3. The Crimson Petal and the White by Michel Faber (2002)
This justly celebrated reinvention of the Dickensian novel is not so much a reboot as a kick in the arse. Unlike Dickens, Faber has no time for the sanctified waif or the virtuous simpleton. As in Bleak House, we are introduced first to the city itself, with a warning that we must start at the very bottom. In Faber’s London, the fog hides nothing and the veils are all drawn back. Here a prostitute squats unceremoniously over her bowl to scour herself, while outside the blood runs among the cobbles “like a winding crimson weed”.
Lesbian love story primer ... Elaine Cassidy (left) and Sally Hawkins in the 2005 TV adaptation of Sarah Waters’ Fingersmith. Photograph: BBC/Sally Head Productions |
4. Fingersmith by Sarah Waters (2002)
A landmark of lesbian fiction, this suffered the unusual fate of becoming famous for the wrong reasons. The novel’s central love story should never be whitewashed, but it spawned a cottage industry of softcore Victoriana that overshadowed its author’s virtuosity. With its loveable rogues and dastardly schemes, Fingersmith has all the elements of the worst kind of knockabout pastiche, yet what Waters fashions from them is almost miraculous. From intricate plotting to exquisitely subtle observation, she is that rare prodigy: an author who is good at everything. Like her heroine, Sue, we see as a small child does “what I had never seen before – how the world was made up”.

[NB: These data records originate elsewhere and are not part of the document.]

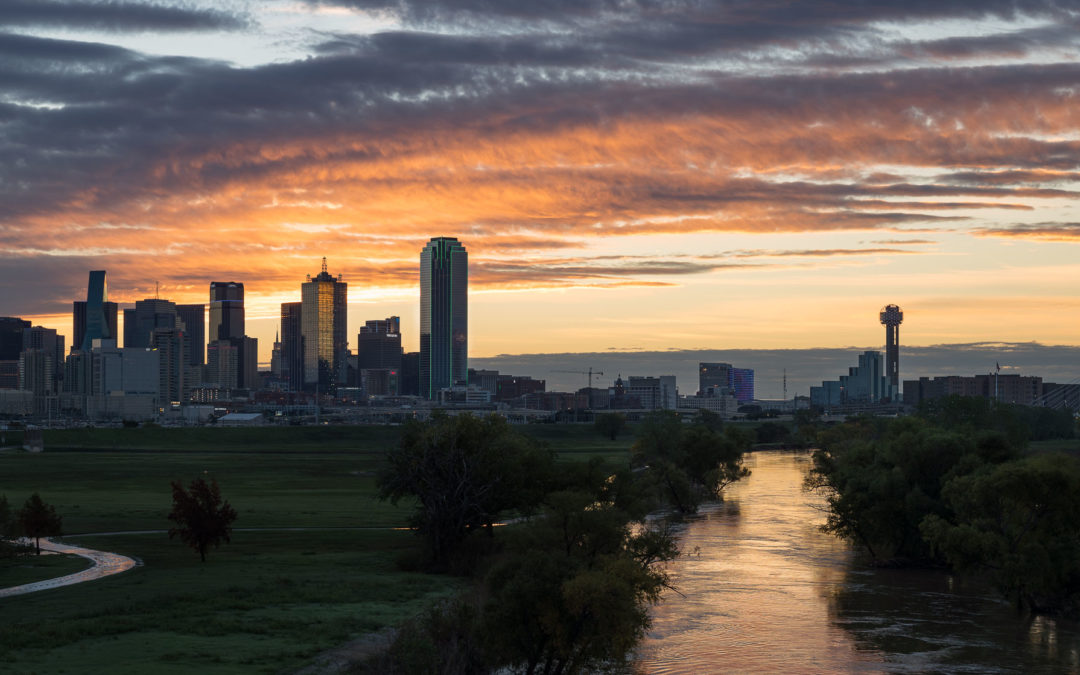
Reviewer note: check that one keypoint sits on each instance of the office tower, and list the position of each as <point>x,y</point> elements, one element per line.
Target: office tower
<point>12,331</point>
<point>226,310</point>
<point>194,325</point>
<point>11,337</point>
<point>95,318</point>
<point>444,315</point>
<point>41,361</point>
<point>323,320</point>
<point>224,364</point>
<point>174,347</point>
<point>275,356</point>
<point>742,383</point>
<point>891,318</point>
<point>292,345</point>
<point>408,381</point>
<point>713,375</point>
<point>147,316</point>
<point>379,345</point>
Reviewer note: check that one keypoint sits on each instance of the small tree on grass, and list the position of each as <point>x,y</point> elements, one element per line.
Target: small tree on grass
<point>202,518</point>
<point>38,520</point>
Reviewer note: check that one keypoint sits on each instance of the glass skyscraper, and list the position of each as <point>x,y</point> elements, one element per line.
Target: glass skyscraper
<point>226,310</point>
<point>444,315</point>
<point>323,316</point>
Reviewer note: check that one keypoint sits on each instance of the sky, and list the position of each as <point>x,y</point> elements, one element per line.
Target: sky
<point>625,175</point>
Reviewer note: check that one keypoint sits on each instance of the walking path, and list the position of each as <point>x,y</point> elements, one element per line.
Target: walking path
<point>105,564</point>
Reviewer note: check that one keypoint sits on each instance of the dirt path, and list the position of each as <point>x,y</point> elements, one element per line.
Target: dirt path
<point>105,564</point>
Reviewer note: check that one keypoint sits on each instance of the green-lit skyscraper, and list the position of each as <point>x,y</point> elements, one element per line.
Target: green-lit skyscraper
<point>444,315</point>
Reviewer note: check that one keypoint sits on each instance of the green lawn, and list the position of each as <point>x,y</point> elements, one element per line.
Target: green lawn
<point>265,603</point>
<point>30,568</point>
<point>269,601</point>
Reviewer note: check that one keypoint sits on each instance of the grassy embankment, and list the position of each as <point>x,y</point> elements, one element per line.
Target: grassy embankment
<point>265,603</point>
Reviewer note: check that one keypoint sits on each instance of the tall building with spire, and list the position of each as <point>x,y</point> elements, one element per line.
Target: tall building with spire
<point>444,315</point>
<point>891,318</point>
<point>323,318</point>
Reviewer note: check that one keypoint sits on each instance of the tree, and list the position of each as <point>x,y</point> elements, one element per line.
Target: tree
<point>1020,523</point>
<point>38,520</point>
<point>9,531</point>
<point>463,472</point>
<point>610,423</point>
<point>202,518</point>
<point>689,464</point>
<point>571,595</point>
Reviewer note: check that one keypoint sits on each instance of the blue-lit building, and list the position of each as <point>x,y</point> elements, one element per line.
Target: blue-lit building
<point>867,382</point>
<point>444,315</point>
<point>94,319</point>
<point>742,383</point>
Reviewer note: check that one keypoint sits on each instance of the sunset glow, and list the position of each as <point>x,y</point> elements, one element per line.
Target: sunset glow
<point>670,175</point>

9. Master Georgie by Beryl Bainbridge (1998)
Shortlisted for the Booker prize five times, it was not until after her death in 2010 that Bainbridge was finally honoured with a specially created award. Although it was chosen from among her novels by a popular vote, Master Georgie is one of Bainbridge’s most challenging and austere works. Indeed, she herself remarked that most people needed to read it three times before they understood it. She may have been right. With its carefully modulated perspectives and slyly observed details, this refracted Bildungsroman follows a young surgeon’s almost helpless progress towards the muck and depravity of the Crimean war, and it reveals new and brilliant facets no matter how often you come back to it.

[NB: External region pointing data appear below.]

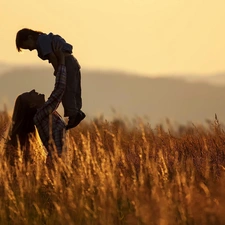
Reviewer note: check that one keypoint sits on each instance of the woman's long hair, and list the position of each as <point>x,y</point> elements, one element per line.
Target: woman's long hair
<point>22,128</point>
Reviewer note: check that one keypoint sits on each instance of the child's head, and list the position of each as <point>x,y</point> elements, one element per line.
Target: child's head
<point>26,39</point>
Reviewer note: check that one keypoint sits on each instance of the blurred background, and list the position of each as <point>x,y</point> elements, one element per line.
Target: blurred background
<point>155,59</point>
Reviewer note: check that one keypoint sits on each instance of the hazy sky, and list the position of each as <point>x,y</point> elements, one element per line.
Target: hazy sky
<point>144,36</point>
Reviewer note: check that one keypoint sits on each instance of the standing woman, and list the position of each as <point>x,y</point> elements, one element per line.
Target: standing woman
<point>32,110</point>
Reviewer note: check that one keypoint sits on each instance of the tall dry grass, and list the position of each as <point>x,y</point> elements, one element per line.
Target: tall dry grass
<point>119,173</point>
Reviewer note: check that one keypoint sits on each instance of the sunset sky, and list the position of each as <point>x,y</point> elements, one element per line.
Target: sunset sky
<point>149,37</point>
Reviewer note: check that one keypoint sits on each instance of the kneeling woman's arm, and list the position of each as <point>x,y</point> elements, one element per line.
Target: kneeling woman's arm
<point>56,96</point>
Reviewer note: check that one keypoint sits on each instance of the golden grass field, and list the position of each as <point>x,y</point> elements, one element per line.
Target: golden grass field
<point>120,173</point>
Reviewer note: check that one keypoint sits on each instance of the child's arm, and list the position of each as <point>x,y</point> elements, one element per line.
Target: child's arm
<point>53,60</point>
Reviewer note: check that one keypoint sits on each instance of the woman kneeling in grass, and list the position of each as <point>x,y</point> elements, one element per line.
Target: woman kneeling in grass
<point>32,110</point>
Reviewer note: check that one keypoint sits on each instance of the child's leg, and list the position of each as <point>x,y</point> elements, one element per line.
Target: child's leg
<point>72,101</point>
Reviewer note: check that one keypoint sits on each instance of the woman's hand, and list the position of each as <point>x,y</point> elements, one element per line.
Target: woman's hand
<point>57,49</point>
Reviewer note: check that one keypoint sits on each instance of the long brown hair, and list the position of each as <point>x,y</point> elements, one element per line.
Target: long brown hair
<point>22,35</point>
<point>22,127</point>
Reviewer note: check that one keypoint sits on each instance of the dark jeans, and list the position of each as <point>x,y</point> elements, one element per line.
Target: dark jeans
<point>72,101</point>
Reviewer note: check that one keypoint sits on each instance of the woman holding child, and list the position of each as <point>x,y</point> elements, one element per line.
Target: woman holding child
<point>31,110</point>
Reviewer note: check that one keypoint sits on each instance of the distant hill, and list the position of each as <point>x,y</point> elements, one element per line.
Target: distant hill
<point>129,95</point>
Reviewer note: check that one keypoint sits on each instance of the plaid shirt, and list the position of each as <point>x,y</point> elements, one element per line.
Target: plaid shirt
<point>49,123</point>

10. The Quickening Maze by Adam Foulds (2009)
Set in Epping Forest in 1840, The Quickening Maze examines the unlikely circumstances that brought the poets John Clare and Alfred Tennyson into brief conjunction. Clare’s alcoholism and declining artistic fortunes have brought him to High Beach Asylum, while the young and untested Tennyson, a guest of the asylum-keeper, is so self-absorbed that he scarcely notices the amorous attentions of his host’s young daughter. Animating such looming and disparate figures could have made for heavy going, but Foulds gives them human scale and careful shading, illuminating all he touches with his swift and shimmering prose.